Clearly, compensation and your ability to save are very important to your financial well-being, but they are not the only considerations in your overall well-being. Other factors need to be considered, and may very well carry more weight.

Proximity to family is vital for many, particularly if you have plans to start a family of your own. Familiarity and friends may be high on the priority list as well.

Some subspecialists are going to be geographically limited. Laramie, Wyoming probably doesn’t need multiple pediatric neurologists. They might be lucky to have one that travels to see patients in town once or twice a month.

Academic medicine can only be practiced in academic centers.
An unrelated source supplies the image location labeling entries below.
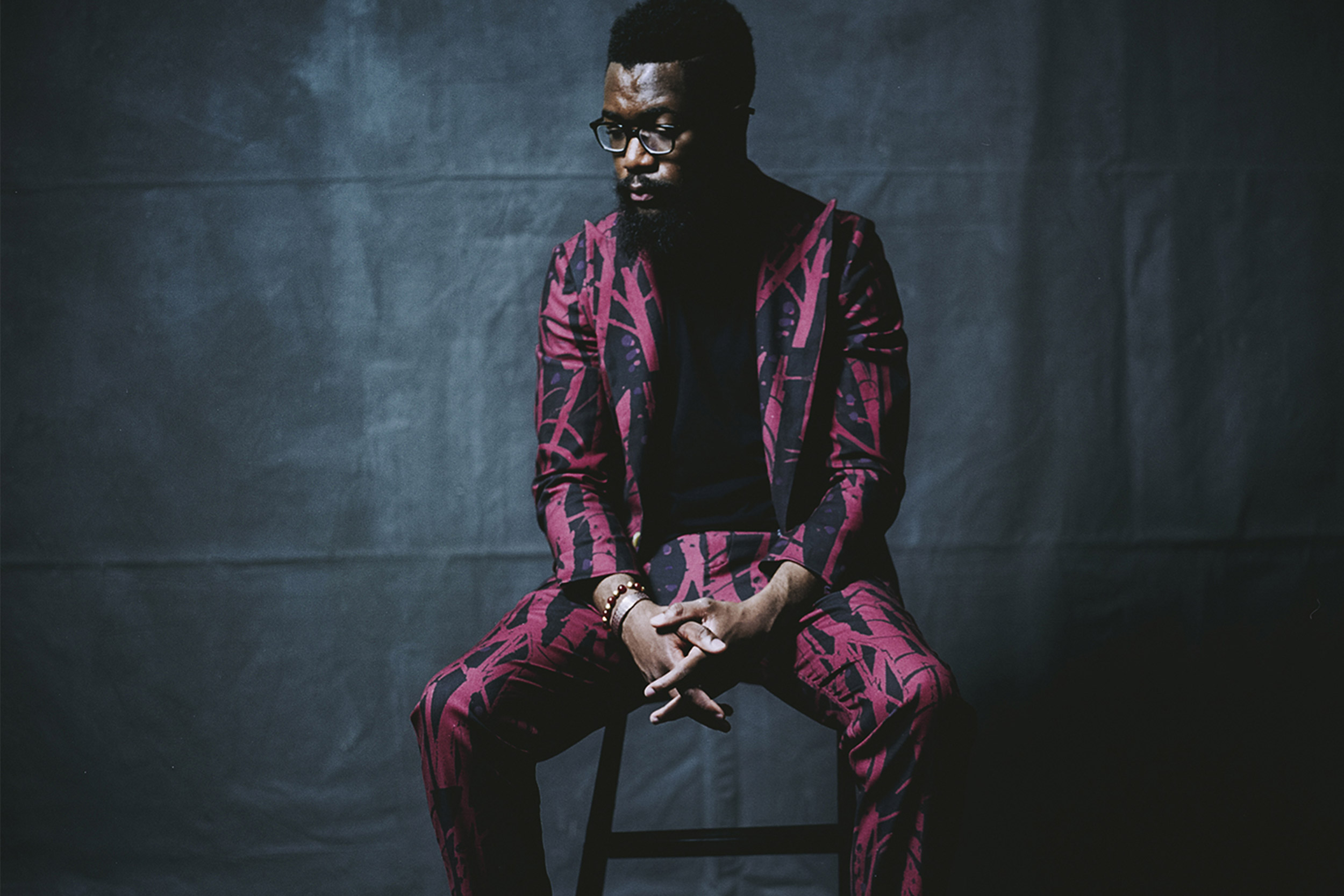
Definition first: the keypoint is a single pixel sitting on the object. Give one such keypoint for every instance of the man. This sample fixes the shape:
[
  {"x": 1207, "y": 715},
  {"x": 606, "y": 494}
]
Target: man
[{"x": 722, "y": 410}]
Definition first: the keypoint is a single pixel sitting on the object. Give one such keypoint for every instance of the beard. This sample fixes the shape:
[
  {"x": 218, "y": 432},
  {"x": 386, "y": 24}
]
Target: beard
[{"x": 681, "y": 227}]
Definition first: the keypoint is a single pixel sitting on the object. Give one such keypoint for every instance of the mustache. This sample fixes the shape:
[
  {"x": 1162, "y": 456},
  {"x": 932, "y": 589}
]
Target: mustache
[{"x": 656, "y": 189}]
North Platte, Nebraska has none, although they do have the world’s largest rail yard.

Then of course, there is the need for culture / restaurants / museums / shopping / diversity / professional sports teams, etc… If you have a burning desire to be surrounded by them all day every day, a medium or large city might be the only place you can be happy.

central park from rockefeller

NYC has green space, too

If, on the other hand, you can live with limited access to these things some of the time, with the ability to travel to the big cities at other times, you might find you can be happy in places you might have never dreamed of considering.

Living in middle America, with an extra $50,000 a year in salary, and drastically lower living expenses, you can have a very generous travel budget.

When you live in a small town like I do, your commute doesn’t have a rush hour, and may not even involve a motorized vehicle. I ride a bicycle to work when the weather allows, and there’s no place around town I can’t be in about 20 minutes on a bike. More exercise for me, less wear and tear on the car, and more money in my pocket.

Small town living isn’t for everyone; my wife and I both grew up in small towns, so it suits us well. I’m not trying to convince you to move to the cornfields of western Iowa or the mountains of Montana. As I often do, I’m simply presenting a less ordinary way to live, and the advantages that of doing so.

Geographic arbitrage, with a beautiful combination of a higher salary and lower cost of living, has worked very well for us.